29 mars 2012 - La Voix du Nord

Jean Ziegler tire la sonnette d’alarme au sujet du continent africain. ...

La situation dans la Corne de l’Afrique semble vous scandaliser ?

« Les habitants, soit 12,4 millions de personnes dans cinq pays (Djibouti, Érythrée, Kenya, Somalie, Éthiopie), y subissent, depuis avril dernier et pour la cinquième année consécutive, une sécheresse absolument meurtrière. Comme les prix ont augmenté, ces pays n’ont pas pu faire de réserves alimentaires et le Programme alimentaire mondial n’a pas suffisamment de moyens pour aider les survivants. Des milliers et des milliers de gens meurent.

Cette faim silencieuse me scandalise. »

Au Sahel aussi, c’est très préoccupant...

« Là-bas, la tragédie commence pour 30 millions de personnes. Ce qui m’énerve, c’est le crétinisme télévisuel ! En quelques secondes, on dit : "À cause de la sécheresse, des gens meurent de faim à cause de la sécheresse, le Niger est au bord de l’effondrement, etc.

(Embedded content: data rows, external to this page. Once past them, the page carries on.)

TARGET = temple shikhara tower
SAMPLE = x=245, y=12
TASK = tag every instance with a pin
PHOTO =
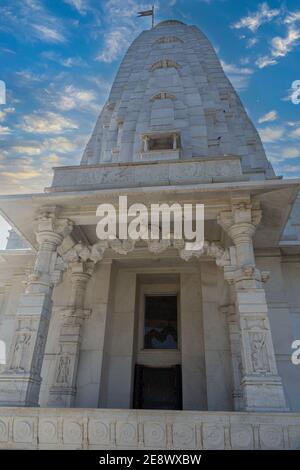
x=145, y=344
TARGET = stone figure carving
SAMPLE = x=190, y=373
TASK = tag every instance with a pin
x=20, y=351
x=259, y=353
x=63, y=369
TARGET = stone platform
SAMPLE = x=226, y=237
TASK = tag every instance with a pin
x=79, y=428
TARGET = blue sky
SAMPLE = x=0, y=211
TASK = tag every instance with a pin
x=59, y=57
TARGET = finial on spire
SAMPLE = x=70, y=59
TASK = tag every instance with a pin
x=147, y=13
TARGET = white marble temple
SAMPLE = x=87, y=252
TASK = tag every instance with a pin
x=72, y=312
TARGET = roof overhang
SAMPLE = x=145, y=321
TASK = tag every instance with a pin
x=276, y=197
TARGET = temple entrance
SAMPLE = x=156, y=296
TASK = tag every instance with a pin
x=157, y=388
x=157, y=383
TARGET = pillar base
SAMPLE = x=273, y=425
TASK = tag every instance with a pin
x=19, y=390
x=62, y=397
x=263, y=394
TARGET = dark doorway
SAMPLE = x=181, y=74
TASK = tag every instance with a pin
x=160, y=326
x=157, y=388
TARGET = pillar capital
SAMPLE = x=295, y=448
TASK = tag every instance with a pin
x=51, y=228
x=241, y=219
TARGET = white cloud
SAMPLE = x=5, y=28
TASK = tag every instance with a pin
x=46, y=123
x=251, y=42
x=80, y=5
x=295, y=133
x=29, y=76
x=115, y=42
x=48, y=34
x=292, y=17
x=282, y=46
x=64, y=61
x=291, y=152
x=271, y=134
x=264, y=61
x=5, y=130
x=60, y=145
x=27, y=149
x=253, y=21
x=239, y=76
x=270, y=116
x=75, y=98
x=5, y=112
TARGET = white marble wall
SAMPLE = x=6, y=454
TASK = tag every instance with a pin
x=107, y=349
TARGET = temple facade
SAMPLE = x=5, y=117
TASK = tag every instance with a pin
x=145, y=344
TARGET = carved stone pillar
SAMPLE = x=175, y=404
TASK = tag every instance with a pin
x=63, y=391
x=261, y=385
x=235, y=349
x=20, y=381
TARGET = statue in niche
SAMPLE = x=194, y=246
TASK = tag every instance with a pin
x=20, y=352
x=63, y=369
x=259, y=353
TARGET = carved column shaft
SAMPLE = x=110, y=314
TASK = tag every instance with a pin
x=20, y=382
x=260, y=382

" Tout cela est vrai, mais derrière la sécheresse, il y a les vraies causes : l’impossibilité pour ces pays à faire et à acheter des réserves alimentaires. Ils vont de récolte en récolte mais, au Bénin par exemple, elles sont épuisées en avril. Et la récolte suivante est en octobre ! Pendant ces six mois, il n’y a rien à manger. »

Que faire ?

« Il y a des appels d’urgence contre la faim - et évidemment il en faut, ça n’a pas de prix un enfant qui peut manger. Mais il faut aussi des réformes structurelles pour interdire la spéculation, pour que les prix sur le marché mondial baissent. Et il faut absolument réduire la dette de ces pays.

Par exemple, au Niger, la Banque mondiale a fait une étude de faisabilité pour mettre en place l’irrigation de 44 000 ha au moyen de canaux. Si ce projet se réalisait, on pourrait faire trois récoltes par an et, avec le produit de ces récoltes, la population nigérienne serait à l’abri de la faim ad vitam aeternam. Le projet coûte 852 millions de dollars, mais le Niger, qui est le deuxième producteur d’uranium du monde, n’a pas le moindre sou ! »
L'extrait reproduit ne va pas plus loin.